LOVE, LOSS, AND LATTES

BATS Theatre, The Heyday Dome, 1 Kent Tce, Wellington

10/02/2017 - 13/02/2017

NZ Fringe Festival 2017 [reviewing supported by WCC]

Production Details



Love, Loss and Lattes is a circus and physical theatre exploration into one woman’s love affair with coffee…

Coffee is Missy’s substance of choice. It accompanies her on most occasions in her life, both the landmark ones and the banal. Missy started drinking coffee out of necessity as a study aid; it percolated into a deep love affair. Love, Loss and Lattes is a voyeuristic window into her relationship with coffee.

As Missy, Catherine Wait explores personal, yet universal, themes of love and loss that are expressed and investigated via various circus apparatus such as silks, aerial hoop, pole and acrobatic dance.

Love, Loss and Lattes analyses the correlation between coffee and the heart, from the physiological to the psychological, from heartbeats to heartbreak. Join Missy on the ritual, habitual and social elements of her coffee consumption that lifts the audience out of their daily grind and plunges them into a caffeinated sensory overload.

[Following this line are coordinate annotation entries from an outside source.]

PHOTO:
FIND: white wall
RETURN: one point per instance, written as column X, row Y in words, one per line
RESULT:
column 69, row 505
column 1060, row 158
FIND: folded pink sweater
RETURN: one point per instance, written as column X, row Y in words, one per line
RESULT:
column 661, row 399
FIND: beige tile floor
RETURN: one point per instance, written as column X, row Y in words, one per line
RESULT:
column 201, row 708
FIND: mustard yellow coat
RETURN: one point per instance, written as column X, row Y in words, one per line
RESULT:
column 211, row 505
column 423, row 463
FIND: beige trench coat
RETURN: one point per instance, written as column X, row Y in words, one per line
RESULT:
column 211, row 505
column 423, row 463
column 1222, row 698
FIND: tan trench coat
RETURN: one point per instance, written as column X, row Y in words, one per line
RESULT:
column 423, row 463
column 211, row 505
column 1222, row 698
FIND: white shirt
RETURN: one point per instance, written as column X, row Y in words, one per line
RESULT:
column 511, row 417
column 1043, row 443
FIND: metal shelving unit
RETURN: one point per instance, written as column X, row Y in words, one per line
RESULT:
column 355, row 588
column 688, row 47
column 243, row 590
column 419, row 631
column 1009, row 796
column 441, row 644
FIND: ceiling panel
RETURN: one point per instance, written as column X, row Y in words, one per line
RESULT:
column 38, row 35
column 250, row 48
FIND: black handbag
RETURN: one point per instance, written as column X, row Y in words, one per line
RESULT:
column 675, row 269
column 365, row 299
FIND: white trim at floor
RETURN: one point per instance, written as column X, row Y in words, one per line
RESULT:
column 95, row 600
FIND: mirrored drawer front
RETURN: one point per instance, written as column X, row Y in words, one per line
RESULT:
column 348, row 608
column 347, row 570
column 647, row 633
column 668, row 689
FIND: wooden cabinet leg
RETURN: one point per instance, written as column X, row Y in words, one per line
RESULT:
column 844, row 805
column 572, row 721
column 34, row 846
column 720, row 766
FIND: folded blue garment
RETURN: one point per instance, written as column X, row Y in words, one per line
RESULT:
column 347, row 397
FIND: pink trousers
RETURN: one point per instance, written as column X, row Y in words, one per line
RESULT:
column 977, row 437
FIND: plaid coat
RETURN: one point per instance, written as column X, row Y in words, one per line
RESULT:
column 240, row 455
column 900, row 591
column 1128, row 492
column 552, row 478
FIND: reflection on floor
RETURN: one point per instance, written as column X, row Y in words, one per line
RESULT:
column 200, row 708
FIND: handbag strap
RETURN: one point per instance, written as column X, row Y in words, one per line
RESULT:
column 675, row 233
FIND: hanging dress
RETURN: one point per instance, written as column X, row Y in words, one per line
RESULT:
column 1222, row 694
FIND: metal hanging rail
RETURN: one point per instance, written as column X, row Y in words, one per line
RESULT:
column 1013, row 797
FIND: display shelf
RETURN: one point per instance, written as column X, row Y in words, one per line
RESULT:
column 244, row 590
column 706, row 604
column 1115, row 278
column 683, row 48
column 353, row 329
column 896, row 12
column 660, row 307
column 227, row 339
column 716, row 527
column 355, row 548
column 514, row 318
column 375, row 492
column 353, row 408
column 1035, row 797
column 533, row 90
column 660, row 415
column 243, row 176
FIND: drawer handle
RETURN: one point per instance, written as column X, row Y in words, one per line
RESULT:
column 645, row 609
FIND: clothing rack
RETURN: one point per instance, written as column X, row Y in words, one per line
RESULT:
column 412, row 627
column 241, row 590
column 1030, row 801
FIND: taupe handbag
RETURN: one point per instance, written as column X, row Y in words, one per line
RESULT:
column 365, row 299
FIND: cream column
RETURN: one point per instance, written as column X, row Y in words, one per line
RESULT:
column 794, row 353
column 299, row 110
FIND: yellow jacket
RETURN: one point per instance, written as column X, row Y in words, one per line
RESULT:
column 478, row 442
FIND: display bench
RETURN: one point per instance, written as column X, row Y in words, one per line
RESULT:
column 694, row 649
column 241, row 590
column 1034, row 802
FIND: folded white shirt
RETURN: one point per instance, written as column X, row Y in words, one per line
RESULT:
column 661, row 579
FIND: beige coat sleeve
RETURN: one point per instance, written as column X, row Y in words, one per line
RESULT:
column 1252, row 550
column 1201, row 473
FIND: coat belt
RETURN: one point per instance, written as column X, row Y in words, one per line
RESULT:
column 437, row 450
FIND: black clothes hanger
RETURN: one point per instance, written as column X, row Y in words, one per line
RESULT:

“Proves that a relationship with coffee is a constant one in an awe-inspiring expression through dance and circus.” – Verse Magazine

“Amazing feats of dexterity and grace… managing to communicate its theme without ever letting it detract from the fundamental pleasure of the performance.” – Rip It Up

★★★★ Rip It Up, Verse Magazine, The Clothesline, In Daily
2016 Sydney Fringe Best Circus and Physical Theatre.
2016 Sydney Fringe SYNZ Award
2016 Adelaide Fringe Weekly Award- Highly Commended.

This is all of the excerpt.